Post's Post on Google Books

A few days ago, David Post wrote about how the controversy surrounding the Google Books settlement could be heating up soon. I agree with him that as we near the fairness hearing (although it was moved back to October), things will get interesting, but I think he misses a crucial point.

Post’s post was responding to complaints by copyright holders about the unfairness of the settlement. His response focused on how amazing Google Books would be and the fundamental reasoning for having copyright and how, if it is no longer making “society better off,” it shouldn’t be upheld in this situation.

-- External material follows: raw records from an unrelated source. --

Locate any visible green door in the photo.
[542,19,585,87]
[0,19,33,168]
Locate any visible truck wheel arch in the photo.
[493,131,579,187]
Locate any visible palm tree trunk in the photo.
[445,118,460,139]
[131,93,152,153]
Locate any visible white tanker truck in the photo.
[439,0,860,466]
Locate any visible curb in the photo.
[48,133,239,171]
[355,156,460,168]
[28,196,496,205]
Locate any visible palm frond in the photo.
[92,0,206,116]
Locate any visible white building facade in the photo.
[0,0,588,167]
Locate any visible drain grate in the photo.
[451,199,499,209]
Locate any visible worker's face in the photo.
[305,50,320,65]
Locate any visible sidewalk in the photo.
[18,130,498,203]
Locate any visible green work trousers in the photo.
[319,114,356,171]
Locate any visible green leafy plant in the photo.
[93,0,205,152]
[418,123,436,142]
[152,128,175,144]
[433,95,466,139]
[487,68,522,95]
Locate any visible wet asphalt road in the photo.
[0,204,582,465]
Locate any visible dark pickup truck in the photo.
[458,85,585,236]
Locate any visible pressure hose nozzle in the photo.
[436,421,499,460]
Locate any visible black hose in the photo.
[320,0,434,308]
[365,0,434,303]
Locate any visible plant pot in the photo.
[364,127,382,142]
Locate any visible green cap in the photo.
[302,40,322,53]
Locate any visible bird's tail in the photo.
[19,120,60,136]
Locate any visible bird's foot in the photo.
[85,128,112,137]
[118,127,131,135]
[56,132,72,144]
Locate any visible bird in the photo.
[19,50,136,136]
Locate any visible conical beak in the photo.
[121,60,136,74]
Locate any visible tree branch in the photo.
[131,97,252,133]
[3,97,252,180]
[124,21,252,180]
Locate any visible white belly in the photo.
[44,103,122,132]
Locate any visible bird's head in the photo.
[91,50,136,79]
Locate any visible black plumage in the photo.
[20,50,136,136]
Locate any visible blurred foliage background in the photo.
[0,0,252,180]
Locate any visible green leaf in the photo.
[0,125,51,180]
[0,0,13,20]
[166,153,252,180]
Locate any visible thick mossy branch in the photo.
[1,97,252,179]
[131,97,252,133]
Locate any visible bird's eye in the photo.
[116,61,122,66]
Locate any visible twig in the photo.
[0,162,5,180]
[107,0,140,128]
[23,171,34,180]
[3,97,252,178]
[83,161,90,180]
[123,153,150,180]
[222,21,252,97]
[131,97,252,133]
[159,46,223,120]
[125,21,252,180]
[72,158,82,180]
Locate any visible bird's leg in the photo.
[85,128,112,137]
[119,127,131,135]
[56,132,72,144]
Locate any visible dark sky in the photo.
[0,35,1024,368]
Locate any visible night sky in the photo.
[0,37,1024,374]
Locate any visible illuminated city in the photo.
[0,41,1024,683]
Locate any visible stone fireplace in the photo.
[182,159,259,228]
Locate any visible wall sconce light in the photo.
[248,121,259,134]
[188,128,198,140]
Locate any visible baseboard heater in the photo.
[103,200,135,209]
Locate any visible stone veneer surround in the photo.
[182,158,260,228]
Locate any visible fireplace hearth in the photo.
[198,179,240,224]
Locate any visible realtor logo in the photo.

Post ignores the fact that the settlement was an agreement. The copyright holders could have taken the case to trial instead of settling, but they didn’t do that because they knew that a determination that what Google had done was fair use would have been disastrous for the future of book publishing (and at least the economic incentives for authorship). True not all copyright holders were part of the discussion, but class counsel was, and they had copyright holders in mind in reaching the agreement. It seems odd under these circumstances for commenters (read: IP lawyers) to argue that their clients aren’t going to get a fair shake, and somehow we should punish Google beyond the payments Google is making in the settlement.

At the end of the day, I agree with much of what Post says, but I think far too often we miss the forest for the trees. Google isn’t getting away for free, and copyright holders might see avenues of economic return that were impossible before the settlement was reached.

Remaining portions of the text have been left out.